The character's profoundly ironic existence and the generous use of the n-word made the skit more hilarious than any description could ever do justice.
And as the skit that started Chappelle's show, it set the bar really high for Chappelle.
2. Tyrone Biggums
If Bigsby was the opening episode, Biggums was the second, and boy did Chappelle clear the high bar he set for himself.
Chappelle's crackhead man-child character, Tyrone Biggums, was a humorous take on addiction, coming at a time when the crack epidemic was still a big topic.
A homeless person, Biggums is a crack cocaine addict, quickly recognized by his white, blistered lips and constant scratching.
His other trademark character features are eating peanut butter and crack sandwiches and saying, "I smoke rocks!"
Many of his dialogues, such as "Y'all got anymore of..." and a particular line that shows his extreme willingness to perform oral sex on a man for the white powder have become a mainstay in the meme culture.
Dave Chappelle portrays the always-itchy Tyrone Biggums. (Photo: Twitter)
And neither was a lack of wide-enough passageways, as he once flushed himself down a toilet to escape rehabilitation.
With his recurring appearances within iconic sketches, Biggums became one of the most unforgettable characters Chappelle has ever written.
1. Rick James
If Biggums became legendary memes, Chappelle's Rick James became a phenomenon that transcended comedy itself.
Rick James isn't exactly a character but an exaggeration of Rick James, an American singer-songwriter's personality.
James, like Prince, appeared on 'Charlie Murphy's True Hollywood Stories,' for the first time on February 11, 2004.
Chappelle took James's character and elevated it to include exaggerated mannerisms and similar but REAL stories, narrated by Eddie Murphy's brother Charlie Murphy.
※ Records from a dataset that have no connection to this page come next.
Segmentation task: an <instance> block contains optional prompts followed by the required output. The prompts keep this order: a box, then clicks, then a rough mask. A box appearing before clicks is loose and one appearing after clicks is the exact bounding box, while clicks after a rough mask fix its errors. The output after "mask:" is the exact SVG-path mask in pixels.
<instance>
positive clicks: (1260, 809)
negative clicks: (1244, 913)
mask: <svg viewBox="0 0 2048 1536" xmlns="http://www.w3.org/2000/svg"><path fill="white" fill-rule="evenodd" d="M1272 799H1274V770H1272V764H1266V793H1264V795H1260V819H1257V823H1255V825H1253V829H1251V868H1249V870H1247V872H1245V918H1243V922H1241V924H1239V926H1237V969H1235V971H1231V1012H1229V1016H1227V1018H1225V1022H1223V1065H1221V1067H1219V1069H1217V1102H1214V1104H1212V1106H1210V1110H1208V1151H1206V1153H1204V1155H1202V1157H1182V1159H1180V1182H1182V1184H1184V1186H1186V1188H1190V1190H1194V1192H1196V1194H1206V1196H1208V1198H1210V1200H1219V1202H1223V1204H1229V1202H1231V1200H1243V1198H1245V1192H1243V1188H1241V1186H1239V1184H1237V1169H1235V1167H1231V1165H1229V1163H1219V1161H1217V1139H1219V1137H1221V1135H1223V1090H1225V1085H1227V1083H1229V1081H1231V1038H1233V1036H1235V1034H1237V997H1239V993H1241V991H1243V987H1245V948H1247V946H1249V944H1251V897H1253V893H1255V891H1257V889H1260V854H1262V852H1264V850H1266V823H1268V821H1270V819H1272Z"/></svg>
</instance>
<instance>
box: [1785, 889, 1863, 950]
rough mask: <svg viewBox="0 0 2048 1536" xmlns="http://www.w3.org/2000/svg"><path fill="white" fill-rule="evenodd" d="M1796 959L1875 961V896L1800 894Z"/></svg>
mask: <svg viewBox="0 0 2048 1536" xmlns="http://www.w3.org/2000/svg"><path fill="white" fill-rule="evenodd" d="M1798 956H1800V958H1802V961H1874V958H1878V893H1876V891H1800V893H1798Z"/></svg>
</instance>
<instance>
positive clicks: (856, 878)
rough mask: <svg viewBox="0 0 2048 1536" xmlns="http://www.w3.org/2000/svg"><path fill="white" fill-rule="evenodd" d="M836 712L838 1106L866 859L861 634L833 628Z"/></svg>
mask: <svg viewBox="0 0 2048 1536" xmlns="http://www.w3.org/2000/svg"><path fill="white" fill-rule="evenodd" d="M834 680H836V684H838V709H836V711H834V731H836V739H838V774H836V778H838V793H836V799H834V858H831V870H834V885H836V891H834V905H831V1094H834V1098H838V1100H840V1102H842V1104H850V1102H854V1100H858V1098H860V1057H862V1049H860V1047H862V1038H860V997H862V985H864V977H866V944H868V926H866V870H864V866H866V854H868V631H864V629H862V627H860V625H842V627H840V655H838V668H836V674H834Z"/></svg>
Things like James slapping Murphy, referring to him as 'Darkness,' and the real James's interviews trying to justify his past behaviors all made Chappelle's portrayal amazing.
But the main thing people remember about James is his famous catchphrase — "I'm Rick James, [expletive]!"
Dave Chappelle portrays an exaggerated version of Rick James. (Photo: Twitter)
The line became so famous that it turned into something destructive.
There's one incident where, in 2005, a Mississippi city council candidate named Rick James, with no connection to James or Chappelle's portrayal of him, had a difficult time trying to cope with the infamy of the dialogue.
His campaign slogan, "Vote Rick James," was often defamed by fans of the sketch, changing it to "Vote Rick James [expletive]!"
James's skit was too big for its own good and became the ultimate reason Chappelle stopped doing the show.
While performing stand-up in 2004, the audience started chanting the dialogue, making Chappelle leave the stage mid-set.
Chappelle said he was getting frustrated with the success of the show and the impact it was having on his life.
So valuing his stand-up career more than the sketch show, he went on a hiatus in April 2005, ending once and for all what is probably the most brilliant sketch show to ever air on TV.
Nevertheless, for both good and bad reasons, James became Chappelle's most unforgettable portrayal, if not a character.
There are a few other brilliant characters, like Black Bush, Silky Johnson, and Leonard Washington, which did not make this list but still deserve honorable mentions.